Partager la publication "Témoignages de Gazaouis : La survie qui s’organise au jour le jour dans l’enfer de Gaza – partie 577 / 16.11 (1) – Urgent : une campagne hivernale de dons"
Brigitte Challande, 17 novembre 2025.- Même les médias le disent, les camps de déplacé.e.s à Gaza sont inondés. L’équipe de l’UJFP lance une campagne pour sauver les déplacés du froid. 16/11.

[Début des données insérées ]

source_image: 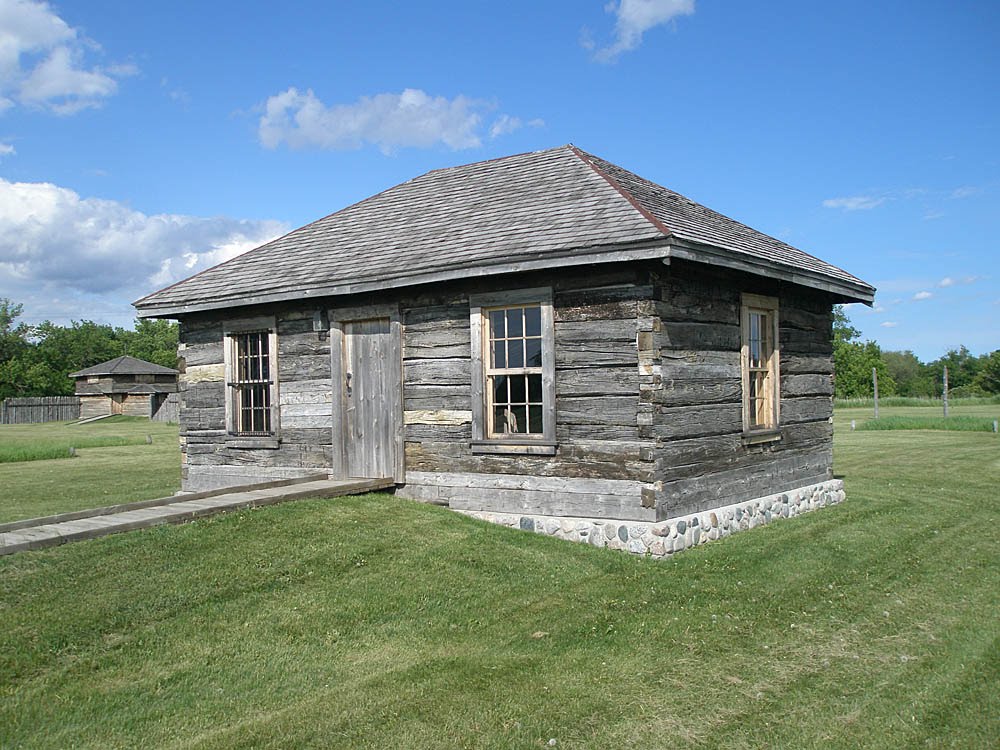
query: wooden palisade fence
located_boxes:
[0,396,80,424]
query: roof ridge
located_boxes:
[422,143,576,178]
[132,143,576,305]
[569,144,672,236]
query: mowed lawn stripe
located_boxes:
[0,420,1000,748]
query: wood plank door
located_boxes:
[333,317,403,479]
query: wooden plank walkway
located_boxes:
[0,479,395,555]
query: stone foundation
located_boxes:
[458,479,844,558]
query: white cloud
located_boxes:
[490,115,545,138]
[0,178,287,309]
[0,0,136,115]
[951,185,982,200]
[823,195,886,211]
[938,276,983,289]
[258,88,508,153]
[592,0,694,62]
[490,115,524,138]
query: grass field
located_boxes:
[0,413,1000,748]
[0,417,181,523]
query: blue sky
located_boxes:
[0,0,1000,361]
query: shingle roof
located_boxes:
[69,356,177,378]
[134,146,874,316]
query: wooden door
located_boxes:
[334,317,402,478]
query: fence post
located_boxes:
[872,367,878,419]
[941,365,948,418]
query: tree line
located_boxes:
[833,305,1000,398]
[0,297,177,400]
[0,297,1000,400]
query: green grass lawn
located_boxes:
[0,414,1000,748]
[0,417,180,523]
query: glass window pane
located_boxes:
[528,375,542,404]
[524,307,542,336]
[528,406,544,434]
[508,406,528,433]
[510,375,527,404]
[507,339,524,367]
[493,406,511,435]
[507,307,524,339]
[490,310,507,339]
[493,341,507,368]
[493,375,510,404]
[524,339,542,367]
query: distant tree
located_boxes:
[833,305,896,398]
[928,346,980,394]
[121,318,178,367]
[882,350,937,398]
[833,305,861,345]
[973,349,1000,393]
[0,297,31,363]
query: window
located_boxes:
[484,305,545,437]
[471,289,555,455]
[740,294,780,432]
[225,319,278,440]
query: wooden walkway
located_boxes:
[0,478,395,555]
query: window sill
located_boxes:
[472,440,558,456]
[742,427,781,445]
[226,437,281,450]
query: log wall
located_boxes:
[642,262,833,520]
[174,261,832,521]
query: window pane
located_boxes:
[493,340,507,368]
[507,339,524,367]
[524,307,542,336]
[524,339,542,367]
[493,375,510,404]
[508,406,528,433]
[507,307,524,339]
[528,375,542,404]
[528,406,544,434]
[490,310,507,339]
[493,406,511,435]
[510,375,527,404]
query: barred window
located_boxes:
[740,294,780,432]
[485,305,545,437]
[469,287,557,456]
[229,331,273,436]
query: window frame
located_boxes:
[469,287,557,456]
[223,316,281,448]
[740,292,781,442]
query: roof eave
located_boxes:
[670,237,875,306]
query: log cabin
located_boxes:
[135,145,875,552]
[69,356,177,419]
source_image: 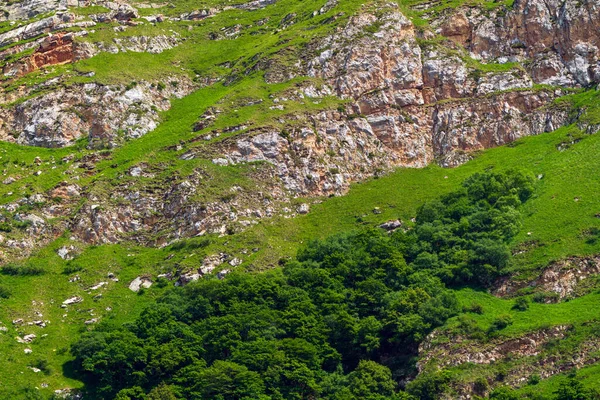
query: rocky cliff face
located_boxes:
[431,0,600,86]
[0,76,194,148]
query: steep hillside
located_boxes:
[0,0,600,399]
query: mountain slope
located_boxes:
[0,0,600,398]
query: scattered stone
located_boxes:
[56,246,75,260]
[63,296,83,306]
[298,203,310,214]
[175,272,202,286]
[379,219,402,231]
[129,276,152,292]
[88,282,108,290]
[229,257,243,267]
[217,269,231,279]
[129,167,142,177]
[212,158,229,167]
[15,333,37,343]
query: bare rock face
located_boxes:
[2,33,75,77]
[493,257,600,300]
[0,78,193,147]
[0,0,67,21]
[213,9,569,195]
[433,0,600,86]
[417,325,569,371]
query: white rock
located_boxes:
[129,276,152,292]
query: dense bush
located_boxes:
[395,171,533,286]
[72,173,531,400]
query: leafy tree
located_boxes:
[348,361,396,400]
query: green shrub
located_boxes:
[512,297,529,311]
[0,285,12,299]
[0,263,44,276]
[527,374,542,385]
[489,314,513,333]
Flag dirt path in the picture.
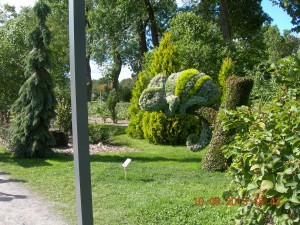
[0,171,67,225]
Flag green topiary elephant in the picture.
[139,69,221,151]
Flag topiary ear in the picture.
[148,73,167,89]
[139,87,168,112]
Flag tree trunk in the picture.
[86,55,93,102]
[112,52,122,90]
[137,19,148,57]
[220,0,231,41]
[144,0,159,47]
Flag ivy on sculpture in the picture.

Des milliers de caravanes destinées à Gaza sont bloquées en Égypte par les Israéliens. | @moayedHarazeen
« Gaza vit aujourd’hui l’un des moments humanitaires les plus sombres de son histoire récente. Un moment où les signes de la faim se mêlent au froid, où l’ardeur du besoin se confond avec la douleur de la perte, et où les souffrances du déplacement s’entrelacent avec la dureté de l’exposition à la rue.
Des centaines de milliers de familles, déplacées à plusieurs reprises au cours de deux années de guerre, n’ont plus rien à offrir pour protéger leurs enfants de la faim, du froid ou des pluies qui ont transformé les camps en boue, en humidité et en inondations. Ce sont des familles épuisées par un cycle de déplacements répétés qui ne leur a laissé ni subsistance ni économies, alors que le taux de chômage a atteint un niveau décrit comme parmi les plus élevés au monde, au point que le chef de famille est devenu incapable d’assurer les besoins les plus simples de sa journée.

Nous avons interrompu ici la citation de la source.